Under the new infrastructure plan, the government plans to step up awards of road construction projects by 19% year-on-year to 9,500 km in FY13. While the National Highway Authority had awarded road projects worth nearly 7000 km in FY12, meeting last year’s target; a closer look at the actual road completion over last two years indicates that awarding road projects has not translated into smooth roadways that connect hinterlands to the cities.
Road completion in the past two years has been less than 2000 km per year. “At this rate, it would take a little more than 16 years (2028) to complete the current quota of roads, even if the NHAI does not revise its current total target of 48254km,” said Religare Capital Markets Ltd in a recent report.
The government plans to add 18,000 megawatts (MW) of power generation in FY13 and the prime minister’s website shows that capacity addition was at 20,501 MW in 2011-12, much above the targeted amount of 17,601 MW. But, what is the point of capacity addition when coal linkages are not in place?
Total coal production achieved in FY12 was 539 million tonnes (MT), short of 554 MT target.

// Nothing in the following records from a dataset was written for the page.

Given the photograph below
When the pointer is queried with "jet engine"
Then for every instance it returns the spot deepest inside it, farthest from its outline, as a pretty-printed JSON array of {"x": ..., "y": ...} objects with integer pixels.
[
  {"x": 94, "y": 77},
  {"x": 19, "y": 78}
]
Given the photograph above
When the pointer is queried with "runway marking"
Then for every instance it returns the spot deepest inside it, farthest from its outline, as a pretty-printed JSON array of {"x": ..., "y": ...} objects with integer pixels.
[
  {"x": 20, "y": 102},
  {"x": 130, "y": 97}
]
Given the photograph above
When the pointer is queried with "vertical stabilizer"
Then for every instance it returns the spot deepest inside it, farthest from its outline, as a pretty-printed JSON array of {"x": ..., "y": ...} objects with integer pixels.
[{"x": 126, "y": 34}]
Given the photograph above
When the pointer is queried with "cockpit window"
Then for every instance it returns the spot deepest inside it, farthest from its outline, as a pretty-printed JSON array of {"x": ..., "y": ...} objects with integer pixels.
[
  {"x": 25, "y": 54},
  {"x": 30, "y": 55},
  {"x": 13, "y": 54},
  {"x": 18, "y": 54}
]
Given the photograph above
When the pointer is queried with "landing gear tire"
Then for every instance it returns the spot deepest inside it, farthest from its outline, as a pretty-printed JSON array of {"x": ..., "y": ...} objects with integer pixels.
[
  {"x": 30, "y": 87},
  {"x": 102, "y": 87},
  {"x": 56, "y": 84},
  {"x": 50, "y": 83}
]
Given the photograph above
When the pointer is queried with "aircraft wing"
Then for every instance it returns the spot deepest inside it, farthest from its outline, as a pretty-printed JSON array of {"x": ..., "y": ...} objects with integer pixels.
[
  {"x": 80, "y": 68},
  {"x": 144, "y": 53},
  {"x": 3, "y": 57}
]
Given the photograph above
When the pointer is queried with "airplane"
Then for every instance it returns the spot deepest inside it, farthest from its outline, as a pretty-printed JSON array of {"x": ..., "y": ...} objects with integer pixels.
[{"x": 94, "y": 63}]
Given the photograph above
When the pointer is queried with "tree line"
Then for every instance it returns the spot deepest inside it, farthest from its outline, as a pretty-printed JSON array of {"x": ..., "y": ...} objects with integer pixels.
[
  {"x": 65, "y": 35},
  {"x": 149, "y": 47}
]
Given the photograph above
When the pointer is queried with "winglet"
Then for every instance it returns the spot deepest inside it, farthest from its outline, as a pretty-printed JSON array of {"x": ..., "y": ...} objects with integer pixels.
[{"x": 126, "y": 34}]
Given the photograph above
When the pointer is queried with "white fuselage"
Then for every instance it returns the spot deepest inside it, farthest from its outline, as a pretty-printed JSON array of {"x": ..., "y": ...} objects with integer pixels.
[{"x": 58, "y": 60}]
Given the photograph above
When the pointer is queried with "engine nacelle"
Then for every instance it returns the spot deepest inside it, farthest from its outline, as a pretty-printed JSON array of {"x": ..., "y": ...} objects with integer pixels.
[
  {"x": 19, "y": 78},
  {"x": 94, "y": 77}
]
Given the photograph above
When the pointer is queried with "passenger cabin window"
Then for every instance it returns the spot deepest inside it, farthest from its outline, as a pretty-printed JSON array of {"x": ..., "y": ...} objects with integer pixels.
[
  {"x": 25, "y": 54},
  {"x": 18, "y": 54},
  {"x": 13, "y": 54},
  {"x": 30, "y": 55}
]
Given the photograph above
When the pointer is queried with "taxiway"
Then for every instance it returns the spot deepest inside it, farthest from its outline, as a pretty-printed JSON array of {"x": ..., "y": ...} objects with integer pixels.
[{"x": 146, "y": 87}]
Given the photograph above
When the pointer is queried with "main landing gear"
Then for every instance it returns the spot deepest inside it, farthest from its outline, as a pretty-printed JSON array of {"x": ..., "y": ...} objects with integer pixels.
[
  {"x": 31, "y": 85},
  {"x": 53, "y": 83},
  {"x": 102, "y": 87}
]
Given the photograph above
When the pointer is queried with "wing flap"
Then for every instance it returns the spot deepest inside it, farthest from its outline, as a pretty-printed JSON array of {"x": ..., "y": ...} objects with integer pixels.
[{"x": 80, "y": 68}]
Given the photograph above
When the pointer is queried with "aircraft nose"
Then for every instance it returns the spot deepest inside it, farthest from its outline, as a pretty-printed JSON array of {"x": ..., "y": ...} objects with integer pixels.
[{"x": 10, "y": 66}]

The government has also said that Coal India will dispatch 470 MT of coal to all the sectors in FY13, an increase of 8.8% year-on-year. This again may not materialize given Coal India’s track record. As it is, Coal India said that it can assure only 60% of coal supply to power plants, against the 80% directed by the government.
The government has also fallen short of capacity creation and investments in the much needed ports sector because of regulatory hurdles, security reasons and poor infrastructure. In 2011-12, government had targeted 226.4 MT of capacity addition but achieved only 79.3 MT. The government also did not deliver on the investment front as only 50% of the target was achieved in FY12. If history is anything to go by, it is highly unlikely that the government will be able to meet Rs 14,500 crore investment and 224 MT capacity addition target in the ports sector in FY13.
The prime minister has announced a dedicated freight corridor (DFC) for Sonnagur - Dankuni stretch, but again this may not solve the freight traffic problem. Religare Capital Markets Ltd added, “DFCs are still at least 6 to 7 years away, even on paper. Until then our 230,000 wagons would travel 10 hours per day at a mean speed of 23 km.”
As Barclays points out, the “current decision by the government may at the very least increase the pace of tendering of key projects. However, land acquisition issues remain the key to the execution of these projects.”